Tag: tesseract

  • tesseract Unable to load unicharset file /usr/share/tesseract/tessdata/eng.unicharset

    Cause: the package for English language is missing.

    On Centos:

    sudo yum install tesseract-en

    On Ubuntu:

    sudo apt-get install tesseract-ocr-eng

  • tesseract check_legal_image_size:Error:Only 1,2,4,5,6,8 bpp are supported:16

    Error:

    tesseract test.tif output.txt
    Tesseract Open Source OCR Engine
    check_legal_image_size:Error:Only 1,2,4,5,6,8 bpp are supported:16

    Cause: tif image bits/sample value not in 1,2,4,5,6,8 or tif image is transparent with alpha value (Extra Samples: 1<unassoc-alpha>):

    tiffinfo  test.tif
      TIFF Directory at offset 0x7b6 (1974)
      Image Width: 145 Image Length: 39
      Resolution: 72, 72 (unitless)
      Bits/Sample: 8
      Compression Scheme: AdobeDeflate
      Photometric Interpretation: min-is-black
      Extra Samples: 1<unassoc-alpha>
      FillOrder: msb-to-lsb
      Orientation: row 0 top, col 0 lhs
      Samples/Pixel: 2
      Rows/Strip: 39
      Planar Configuration: single image plane
      DocumentName: a.tif
      Software: ImageMagick 6.2.8 05/07/12 Q16
      Predictor: horizontal differencing 2 (0x2)
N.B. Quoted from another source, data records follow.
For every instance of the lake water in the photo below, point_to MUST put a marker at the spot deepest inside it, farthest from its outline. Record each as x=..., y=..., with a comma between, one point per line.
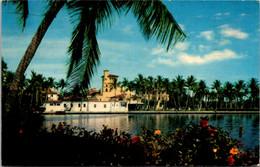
x=133, y=123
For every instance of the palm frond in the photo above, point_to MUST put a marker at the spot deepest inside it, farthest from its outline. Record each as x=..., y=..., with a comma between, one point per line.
x=84, y=51
x=22, y=11
x=156, y=21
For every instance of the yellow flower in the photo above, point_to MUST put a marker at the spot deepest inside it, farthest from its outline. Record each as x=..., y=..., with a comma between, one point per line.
x=157, y=132
x=233, y=151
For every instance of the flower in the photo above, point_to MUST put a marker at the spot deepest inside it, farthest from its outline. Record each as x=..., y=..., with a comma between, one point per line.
x=176, y=137
x=135, y=139
x=213, y=130
x=230, y=160
x=121, y=140
x=157, y=132
x=204, y=123
x=233, y=151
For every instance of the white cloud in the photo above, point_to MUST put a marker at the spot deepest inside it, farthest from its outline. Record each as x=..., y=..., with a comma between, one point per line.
x=189, y=59
x=226, y=31
x=182, y=46
x=182, y=26
x=207, y=58
x=209, y=35
x=223, y=42
x=203, y=48
x=222, y=14
x=128, y=30
x=157, y=50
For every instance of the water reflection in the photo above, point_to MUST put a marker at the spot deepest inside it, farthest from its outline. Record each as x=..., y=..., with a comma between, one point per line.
x=133, y=123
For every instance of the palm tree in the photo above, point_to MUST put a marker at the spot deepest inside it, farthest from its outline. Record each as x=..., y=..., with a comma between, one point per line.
x=166, y=89
x=47, y=85
x=150, y=88
x=158, y=86
x=190, y=84
x=217, y=91
x=54, y=8
x=180, y=89
x=239, y=93
x=153, y=18
x=114, y=86
x=229, y=93
x=253, y=92
x=201, y=92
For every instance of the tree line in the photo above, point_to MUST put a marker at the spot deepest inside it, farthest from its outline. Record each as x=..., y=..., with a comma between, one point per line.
x=184, y=94
x=191, y=94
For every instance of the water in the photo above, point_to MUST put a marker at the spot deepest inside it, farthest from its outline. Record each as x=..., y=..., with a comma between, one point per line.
x=133, y=123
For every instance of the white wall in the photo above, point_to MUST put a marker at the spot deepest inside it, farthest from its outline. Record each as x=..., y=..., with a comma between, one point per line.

    Solution: convert tif to acceptable bit sample and remove alpha value:

    convert test.tif -background white -alpha remove -flatten -alpha off test.tif

    or convert to jpg and reconvert to tif again should remove alpha:

    convert test.tif test.jpg
    convert test.jpg test.tif

     

     

  • tesseract name_to_image_type:Error:Unrecognized image type

    Error:

    tesseract test.png output.txt
    Tesseract Open Source OCR Engine
    name_to_image_type:Error:Unrecognized image type:test.png
    IMAGE::read_header:Error:Can’t read this image type:test.png
    tesseract:Error:Read of file failed:test.png

    Cause: You are using tesseract version <=2.0.4

    Solution:

    1. convert png to tif:

    convert test.png -background white -alpha remove -flatten -alpha off test.tif

    2. Upgrade teeseract to latest version